Why the fuck were people surprised that Cheryl "Get The Jigaboo Up Here & I'll Sort Her Out" Cole sent through Katie "Kill Me With Knives" Waissel & Cher "Eternally Shit" Lloyd in favour of the far superior Gamu Nhengu? Cole is a remorseless violent shit-for-brains with not a clue about music and is a nasty racist bitch into the bargain, what else was she gonna do? She just did the cleansing job before the public got a chance to rid themselves of another black face on the telly, duhh. That said, this new single from Gamu is a nonsensically dated 'nother attempt to retool Arthur Conley's 'Sweet Soul Music' for generation CandyCrushSaga and a song that Gamu herself seems massively uncomfortable with. Let young artists make their statement about the present before you confine them to the past you dimwits. A waste of a great voice and a unique story. 

Theme Park 

The male Haim.
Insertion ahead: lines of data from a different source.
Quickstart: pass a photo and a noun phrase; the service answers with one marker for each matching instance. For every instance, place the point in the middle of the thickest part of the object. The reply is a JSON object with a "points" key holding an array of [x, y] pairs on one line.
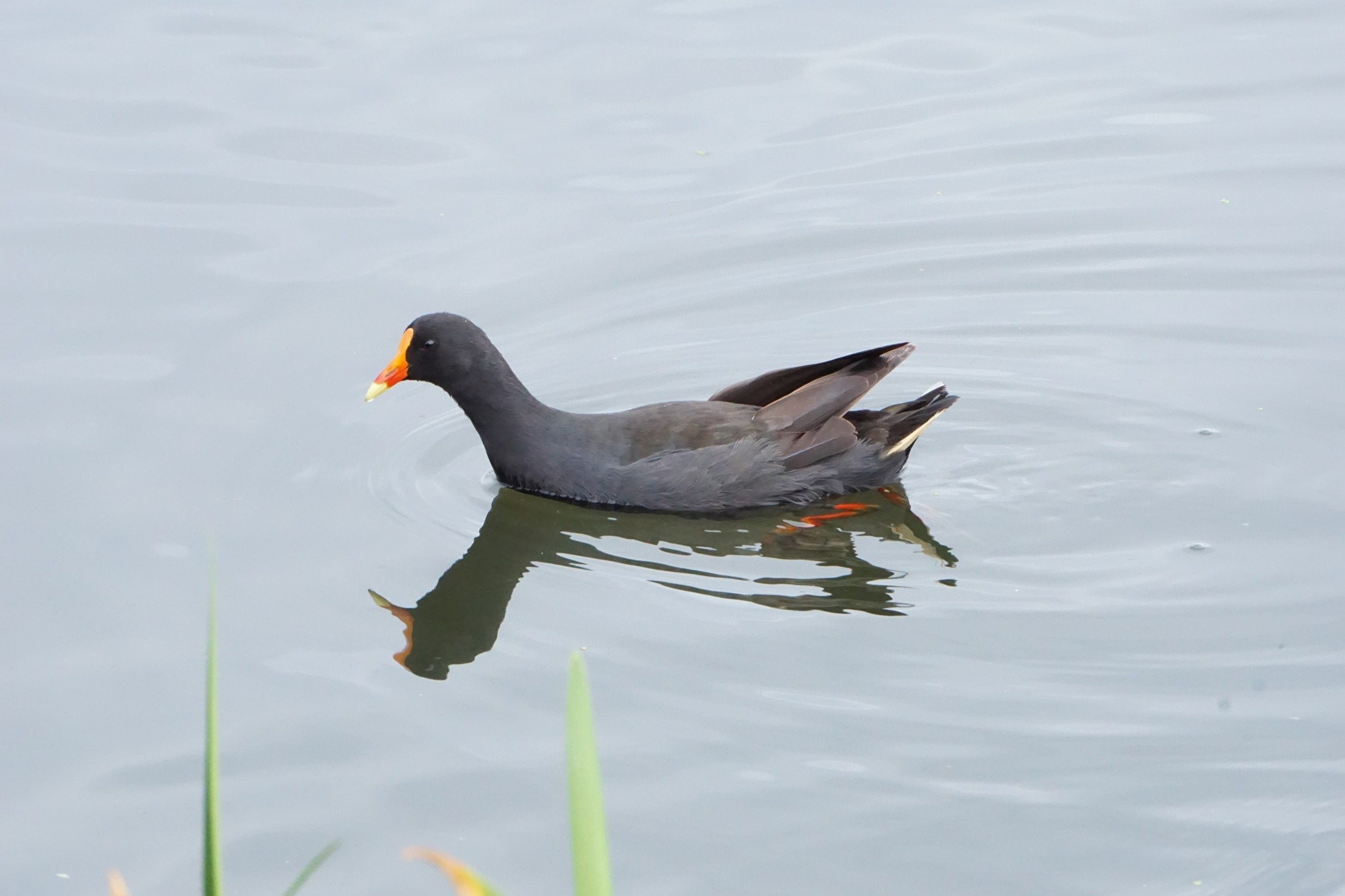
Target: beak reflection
{"points": [[459, 619]]}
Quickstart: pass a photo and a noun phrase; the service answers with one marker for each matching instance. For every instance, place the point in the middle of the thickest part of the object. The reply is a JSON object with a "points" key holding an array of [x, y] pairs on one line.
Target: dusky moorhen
{"points": [[784, 436]]}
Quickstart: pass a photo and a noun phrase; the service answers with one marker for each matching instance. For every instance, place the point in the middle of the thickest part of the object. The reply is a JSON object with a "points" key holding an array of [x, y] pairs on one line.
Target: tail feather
{"points": [[897, 427]]}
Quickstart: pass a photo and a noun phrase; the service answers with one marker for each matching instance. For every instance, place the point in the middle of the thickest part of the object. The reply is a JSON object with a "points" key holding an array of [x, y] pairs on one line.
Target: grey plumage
{"points": [[784, 436]]}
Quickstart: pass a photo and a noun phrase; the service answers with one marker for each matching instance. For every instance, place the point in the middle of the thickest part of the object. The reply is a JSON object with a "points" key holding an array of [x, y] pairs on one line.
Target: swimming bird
{"points": [[787, 436]]}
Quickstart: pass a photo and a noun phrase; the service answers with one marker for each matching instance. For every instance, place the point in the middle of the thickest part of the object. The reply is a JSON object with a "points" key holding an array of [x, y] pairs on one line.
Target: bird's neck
{"points": [[507, 417]]}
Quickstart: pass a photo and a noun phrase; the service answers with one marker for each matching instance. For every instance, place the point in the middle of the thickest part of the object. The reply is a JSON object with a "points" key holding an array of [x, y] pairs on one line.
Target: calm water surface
{"points": [[1098, 650]]}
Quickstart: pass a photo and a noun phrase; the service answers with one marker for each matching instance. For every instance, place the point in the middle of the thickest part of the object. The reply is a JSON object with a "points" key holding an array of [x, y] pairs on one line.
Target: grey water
{"points": [[1093, 646]]}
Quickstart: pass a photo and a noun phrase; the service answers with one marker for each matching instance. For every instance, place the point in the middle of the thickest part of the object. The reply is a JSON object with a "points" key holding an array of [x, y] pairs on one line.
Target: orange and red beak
{"points": [[394, 372]]}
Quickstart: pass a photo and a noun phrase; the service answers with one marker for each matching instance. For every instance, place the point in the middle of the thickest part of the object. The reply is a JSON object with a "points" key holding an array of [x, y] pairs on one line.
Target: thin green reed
{"points": [[588, 825]]}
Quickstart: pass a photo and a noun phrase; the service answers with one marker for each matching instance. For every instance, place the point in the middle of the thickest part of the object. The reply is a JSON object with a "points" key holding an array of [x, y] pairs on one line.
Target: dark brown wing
{"points": [[778, 384], [809, 417]]}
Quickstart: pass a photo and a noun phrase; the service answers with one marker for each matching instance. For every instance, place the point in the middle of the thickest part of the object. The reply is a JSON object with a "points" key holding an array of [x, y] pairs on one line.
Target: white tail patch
{"points": [[911, 438]]}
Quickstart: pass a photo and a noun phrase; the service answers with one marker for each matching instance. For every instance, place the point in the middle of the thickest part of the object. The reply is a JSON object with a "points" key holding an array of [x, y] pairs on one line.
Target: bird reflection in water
{"points": [[459, 619]]}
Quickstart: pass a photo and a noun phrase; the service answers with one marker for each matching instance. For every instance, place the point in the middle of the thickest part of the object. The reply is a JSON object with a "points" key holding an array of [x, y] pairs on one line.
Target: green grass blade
{"points": [[211, 879], [314, 864], [588, 827]]}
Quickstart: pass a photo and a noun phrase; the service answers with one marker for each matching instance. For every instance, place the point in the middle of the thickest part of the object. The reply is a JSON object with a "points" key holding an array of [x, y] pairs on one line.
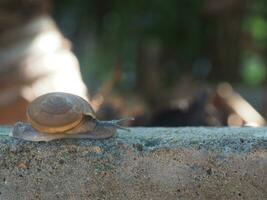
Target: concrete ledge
{"points": [[146, 163]]}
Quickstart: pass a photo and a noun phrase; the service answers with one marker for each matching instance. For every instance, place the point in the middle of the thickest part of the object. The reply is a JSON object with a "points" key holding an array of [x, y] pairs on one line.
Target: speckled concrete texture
{"points": [[146, 163]]}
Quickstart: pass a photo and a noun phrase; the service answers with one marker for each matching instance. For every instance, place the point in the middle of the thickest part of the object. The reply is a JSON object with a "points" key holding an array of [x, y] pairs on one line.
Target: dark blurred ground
{"points": [[164, 62]]}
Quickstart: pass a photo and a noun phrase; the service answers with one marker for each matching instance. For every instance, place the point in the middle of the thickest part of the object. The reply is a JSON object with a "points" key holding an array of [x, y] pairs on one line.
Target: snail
{"points": [[60, 115]]}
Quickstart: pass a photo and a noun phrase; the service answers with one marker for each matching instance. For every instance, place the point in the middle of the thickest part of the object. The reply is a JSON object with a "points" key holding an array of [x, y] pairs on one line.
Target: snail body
{"points": [[60, 115]]}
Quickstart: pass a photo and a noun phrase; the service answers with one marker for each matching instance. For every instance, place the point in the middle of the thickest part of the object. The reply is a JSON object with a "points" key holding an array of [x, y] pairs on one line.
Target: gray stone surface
{"points": [[146, 163]]}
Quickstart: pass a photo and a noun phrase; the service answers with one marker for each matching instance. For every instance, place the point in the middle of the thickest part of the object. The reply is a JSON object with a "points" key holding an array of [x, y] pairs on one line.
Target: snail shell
{"points": [[60, 115], [58, 112]]}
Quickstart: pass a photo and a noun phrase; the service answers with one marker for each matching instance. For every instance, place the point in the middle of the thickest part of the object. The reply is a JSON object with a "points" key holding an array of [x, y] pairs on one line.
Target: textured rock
{"points": [[146, 163]]}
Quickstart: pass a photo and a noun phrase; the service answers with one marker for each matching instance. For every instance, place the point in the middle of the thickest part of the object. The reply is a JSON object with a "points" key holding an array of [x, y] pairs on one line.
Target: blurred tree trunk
{"points": [[35, 58]]}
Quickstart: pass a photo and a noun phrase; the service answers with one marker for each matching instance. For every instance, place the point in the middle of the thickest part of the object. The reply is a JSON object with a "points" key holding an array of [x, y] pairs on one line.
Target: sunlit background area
{"points": [[166, 63]]}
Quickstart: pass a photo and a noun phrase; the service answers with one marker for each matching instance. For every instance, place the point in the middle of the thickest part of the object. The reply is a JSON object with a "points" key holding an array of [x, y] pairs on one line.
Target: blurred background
{"points": [[166, 63]]}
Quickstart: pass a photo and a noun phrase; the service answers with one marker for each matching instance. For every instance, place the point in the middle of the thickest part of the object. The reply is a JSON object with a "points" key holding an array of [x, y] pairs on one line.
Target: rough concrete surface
{"points": [[146, 163]]}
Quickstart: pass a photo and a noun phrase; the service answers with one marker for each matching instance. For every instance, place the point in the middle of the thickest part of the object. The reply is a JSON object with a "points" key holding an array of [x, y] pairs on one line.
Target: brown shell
{"points": [[58, 112]]}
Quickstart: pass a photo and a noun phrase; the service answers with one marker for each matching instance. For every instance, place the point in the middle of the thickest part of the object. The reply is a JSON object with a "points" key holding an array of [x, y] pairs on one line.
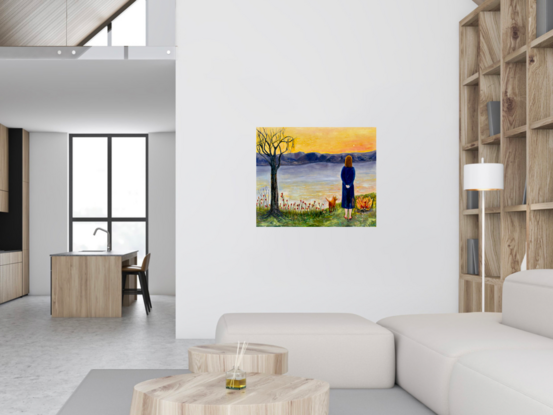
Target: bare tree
{"points": [[271, 144]]}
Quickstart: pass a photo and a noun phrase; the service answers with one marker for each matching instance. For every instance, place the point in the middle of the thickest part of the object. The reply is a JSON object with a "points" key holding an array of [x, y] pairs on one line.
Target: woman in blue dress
{"points": [[348, 190]]}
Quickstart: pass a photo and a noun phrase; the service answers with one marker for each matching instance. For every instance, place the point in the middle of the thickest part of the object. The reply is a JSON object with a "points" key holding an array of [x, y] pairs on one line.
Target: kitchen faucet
{"points": [[109, 237]]}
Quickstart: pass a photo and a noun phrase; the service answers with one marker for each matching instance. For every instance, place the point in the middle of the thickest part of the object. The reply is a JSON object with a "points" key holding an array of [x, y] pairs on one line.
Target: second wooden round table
{"points": [[260, 358], [205, 394]]}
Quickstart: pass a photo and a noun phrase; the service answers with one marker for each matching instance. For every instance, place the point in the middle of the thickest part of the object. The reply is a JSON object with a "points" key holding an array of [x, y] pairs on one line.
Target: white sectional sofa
{"points": [[346, 350], [482, 363]]}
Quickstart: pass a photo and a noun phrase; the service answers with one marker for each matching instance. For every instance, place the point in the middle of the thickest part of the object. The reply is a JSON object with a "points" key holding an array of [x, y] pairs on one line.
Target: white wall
{"points": [[49, 208], [48, 220], [162, 212], [386, 64], [160, 22]]}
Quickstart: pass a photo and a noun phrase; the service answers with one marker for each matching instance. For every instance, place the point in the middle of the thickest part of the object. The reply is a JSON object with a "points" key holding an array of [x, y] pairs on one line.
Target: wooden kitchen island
{"points": [[88, 284]]}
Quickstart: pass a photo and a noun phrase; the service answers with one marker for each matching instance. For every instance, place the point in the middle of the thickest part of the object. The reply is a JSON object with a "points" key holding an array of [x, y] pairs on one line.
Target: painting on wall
{"points": [[316, 177]]}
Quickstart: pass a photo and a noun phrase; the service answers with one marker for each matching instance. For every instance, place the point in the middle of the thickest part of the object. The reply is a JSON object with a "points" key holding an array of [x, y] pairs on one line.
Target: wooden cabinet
{"points": [[14, 225], [11, 281], [4, 168]]}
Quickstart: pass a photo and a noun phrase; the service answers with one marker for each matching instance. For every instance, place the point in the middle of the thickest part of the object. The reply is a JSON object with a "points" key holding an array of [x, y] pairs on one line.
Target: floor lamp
{"points": [[483, 177]]}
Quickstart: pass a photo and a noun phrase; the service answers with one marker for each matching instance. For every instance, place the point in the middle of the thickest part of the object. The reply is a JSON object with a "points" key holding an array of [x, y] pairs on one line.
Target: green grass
{"points": [[320, 219]]}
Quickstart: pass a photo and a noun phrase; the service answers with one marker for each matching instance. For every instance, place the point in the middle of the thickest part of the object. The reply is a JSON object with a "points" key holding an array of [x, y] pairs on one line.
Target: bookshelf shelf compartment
{"points": [[543, 42], [494, 69], [495, 139], [478, 279], [519, 132], [541, 206], [472, 80], [472, 18], [518, 56], [471, 147], [515, 208], [544, 124]]}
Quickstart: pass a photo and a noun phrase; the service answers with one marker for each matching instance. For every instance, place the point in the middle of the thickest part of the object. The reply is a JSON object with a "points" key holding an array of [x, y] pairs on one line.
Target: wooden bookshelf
{"points": [[501, 60]]}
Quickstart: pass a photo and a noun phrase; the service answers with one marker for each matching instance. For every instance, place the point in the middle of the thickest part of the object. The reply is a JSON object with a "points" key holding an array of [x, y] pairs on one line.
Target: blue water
{"points": [[316, 181]]}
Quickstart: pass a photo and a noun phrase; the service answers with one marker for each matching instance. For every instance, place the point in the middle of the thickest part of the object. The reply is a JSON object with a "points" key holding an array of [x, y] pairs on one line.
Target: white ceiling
{"points": [[85, 96]]}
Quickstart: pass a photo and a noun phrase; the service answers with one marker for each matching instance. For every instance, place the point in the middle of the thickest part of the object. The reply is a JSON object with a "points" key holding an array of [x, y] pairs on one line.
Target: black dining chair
{"points": [[144, 291]]}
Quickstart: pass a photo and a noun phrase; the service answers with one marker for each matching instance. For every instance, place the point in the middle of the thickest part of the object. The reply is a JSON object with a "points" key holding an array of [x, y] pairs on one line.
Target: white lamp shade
{"points": [[483, 176]]}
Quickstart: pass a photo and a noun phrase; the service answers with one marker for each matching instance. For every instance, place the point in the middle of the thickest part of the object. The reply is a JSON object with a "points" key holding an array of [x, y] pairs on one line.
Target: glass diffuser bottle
{"points": [[236, 379]]}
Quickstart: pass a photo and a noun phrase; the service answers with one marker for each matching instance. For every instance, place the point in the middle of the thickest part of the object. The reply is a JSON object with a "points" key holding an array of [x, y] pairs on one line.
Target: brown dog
{"points": [[332, 203]]}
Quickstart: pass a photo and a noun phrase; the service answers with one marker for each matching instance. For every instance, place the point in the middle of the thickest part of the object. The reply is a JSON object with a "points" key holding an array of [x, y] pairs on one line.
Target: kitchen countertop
{"points": [[102, 253]]}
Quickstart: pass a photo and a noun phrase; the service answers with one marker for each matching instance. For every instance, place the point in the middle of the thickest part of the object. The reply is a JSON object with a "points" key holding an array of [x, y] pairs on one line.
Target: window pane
{"points": [[128, 156], [84, 238], [130, 236], [90, 177], [129, 28], [101, 38]]}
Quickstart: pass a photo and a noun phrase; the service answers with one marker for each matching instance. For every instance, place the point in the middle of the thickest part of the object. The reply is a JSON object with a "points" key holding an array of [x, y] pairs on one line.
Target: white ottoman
{"points": [[345, 350]]}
If they're gonna play their guitars up that high, tucked in under the nipples, couldn't they take the stance to its logical conclusion and cover up their fuckugly faces as well? I think they think they're Orange Juice but they're nowhere near as pretty and have nothing to give or grace us with other than more music, more of it, more lumps of music, more drums, and more bass and more guitars, just more of it, until it feels like it's up to your windpipe & tickling your glossopharyngeal nerve, until there's no way out without your orifi getting dangerously impacted. Not quite Disneyland. Flamingoland, just outside Pickering.